Node/edge type filtering with checkbox controls
Depth-based graph exploration (1-hop, 2-hop, full)
Color by entity type or Louvain community cluster
Cypher console with direct KuzuDB query execution
Entity detail panel with source code, complexity badges, AI summaries
Q&A history panel (collapsible, with Cypher integration)
AI data filter (show only nodes with AI-generated data)
Custom dark-themed scrollbars

Incremental Indexing

Two detection strategies:

git diff (primary) – Compares against the last indexed commit to find changed files
SHA-256 hash (fallback) – Computes file hashes and compares against stored values (for non-git directories)

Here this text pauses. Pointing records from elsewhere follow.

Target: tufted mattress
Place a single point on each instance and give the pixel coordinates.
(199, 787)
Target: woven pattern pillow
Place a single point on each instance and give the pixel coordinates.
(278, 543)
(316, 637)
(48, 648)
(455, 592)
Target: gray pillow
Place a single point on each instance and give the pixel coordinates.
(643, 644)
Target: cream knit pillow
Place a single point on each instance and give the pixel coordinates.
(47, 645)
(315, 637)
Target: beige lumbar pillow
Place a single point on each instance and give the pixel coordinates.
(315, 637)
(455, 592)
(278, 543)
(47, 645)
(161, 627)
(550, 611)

Performance characteristics:

Full index: ~30-60s for a medium project (depends on file count and language mix)
Incremental: ~2-4s for small changes (graph + BM25 rebuilt, semantic truly incremental)
The indexer records per-phase timing for performance tracking

Concurrency and Locking

Serving mode: KuzuDB opens in read_only=True mode, allowing unlimited concurrent readers
Indexing: Requires exclusive write access – the serving process must be stopped first
Batch re-indexing: A CLI script handles sequential re-indexing of multiple projects
Input sanitization: All Cypher queries pass through validation that blocks write operations (DELETE, CREATE, SET, DROP, MERGE, ALTER)

Configuration

All tunable parameters live in config/config.yaml:

parser:
  languages: [python, javascript, typescript, tsx, java, go, html, css]
  ignore_patterns: [node_modules, __pycache__, .git, ...]

storage:
  mode: per-project    # or "shared"
  data_dir: data/

search:
  bm25_weight: 0.35
  semantic_weight: 0.40
  graph_weight: 0.25

memory:
  enabled: true

Domain schemas are in config/domains/<domain>.yaml.